The good, the bad, and the slightly less bad
Thyssenkrupp just dropped its Q2 numbers, and they read like a company trying to keep a straight face in a messy room. Attributable net profit fell sharply year over year on weak sales, but adjusted EBIT and orders both improved. So yes, the top line is wobbling — but the business is still winning enough new work to keep the narrative from going full doom spiral.
What investors should watch
The real headline isn’t just the earnings miss-ish vibe. It’s that management still reaffirmed its FY26 earnings view while cutting its sales forecast. In other words, the company is telling you: “We think profitability can hold up, but we’re not pretending the revenue picture is pretty.” That matters because investors tend to care less about temporary accounting drama and more about whether the core business is actually building momentum.
Why this matters
For a heavy-industry conglomerate like Thyssenkrupp, orders are the pipeline, and pipeline is oxygen.

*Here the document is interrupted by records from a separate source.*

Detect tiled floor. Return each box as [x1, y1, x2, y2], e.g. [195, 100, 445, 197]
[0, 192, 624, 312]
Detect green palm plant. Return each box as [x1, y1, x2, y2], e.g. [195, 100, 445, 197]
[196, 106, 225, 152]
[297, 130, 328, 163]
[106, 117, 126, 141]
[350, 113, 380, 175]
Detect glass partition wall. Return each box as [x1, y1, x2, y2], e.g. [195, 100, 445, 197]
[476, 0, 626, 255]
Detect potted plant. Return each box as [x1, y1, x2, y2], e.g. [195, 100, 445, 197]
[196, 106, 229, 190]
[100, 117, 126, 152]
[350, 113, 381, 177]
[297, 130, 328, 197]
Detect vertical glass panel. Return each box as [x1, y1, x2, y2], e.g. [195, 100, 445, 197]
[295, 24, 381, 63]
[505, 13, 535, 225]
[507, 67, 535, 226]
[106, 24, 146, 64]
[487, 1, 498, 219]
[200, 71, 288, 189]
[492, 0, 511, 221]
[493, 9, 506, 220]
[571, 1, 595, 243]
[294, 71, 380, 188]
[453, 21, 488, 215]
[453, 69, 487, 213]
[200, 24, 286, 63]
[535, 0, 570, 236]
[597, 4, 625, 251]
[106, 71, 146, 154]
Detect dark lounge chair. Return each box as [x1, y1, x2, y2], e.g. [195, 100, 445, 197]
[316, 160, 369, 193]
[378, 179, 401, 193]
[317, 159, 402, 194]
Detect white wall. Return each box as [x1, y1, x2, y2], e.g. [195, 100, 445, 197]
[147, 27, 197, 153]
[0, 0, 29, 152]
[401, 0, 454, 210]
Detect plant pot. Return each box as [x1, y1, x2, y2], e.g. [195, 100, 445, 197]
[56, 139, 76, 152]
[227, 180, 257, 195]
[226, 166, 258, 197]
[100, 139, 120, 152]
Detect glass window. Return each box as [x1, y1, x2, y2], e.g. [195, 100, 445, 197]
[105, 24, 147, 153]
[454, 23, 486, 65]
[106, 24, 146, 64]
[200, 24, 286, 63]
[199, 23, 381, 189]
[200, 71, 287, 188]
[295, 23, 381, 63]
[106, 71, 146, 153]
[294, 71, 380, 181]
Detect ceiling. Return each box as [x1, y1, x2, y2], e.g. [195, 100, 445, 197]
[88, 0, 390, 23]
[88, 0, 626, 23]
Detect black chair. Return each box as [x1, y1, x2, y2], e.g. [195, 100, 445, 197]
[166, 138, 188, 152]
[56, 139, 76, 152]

Rising orders suggest demand hasn’t vanished; it’s just not translating cleanly into sales fast enough. If you’re holding the stock, the question is whether this is a short-term timing issue or the beginning of a longer growth hangover.
Big picture: the company is still trying to sell the market on a classic turnaround story — lower revenue growth, sturdier earnings, and enough incoming orders to keep hope alive.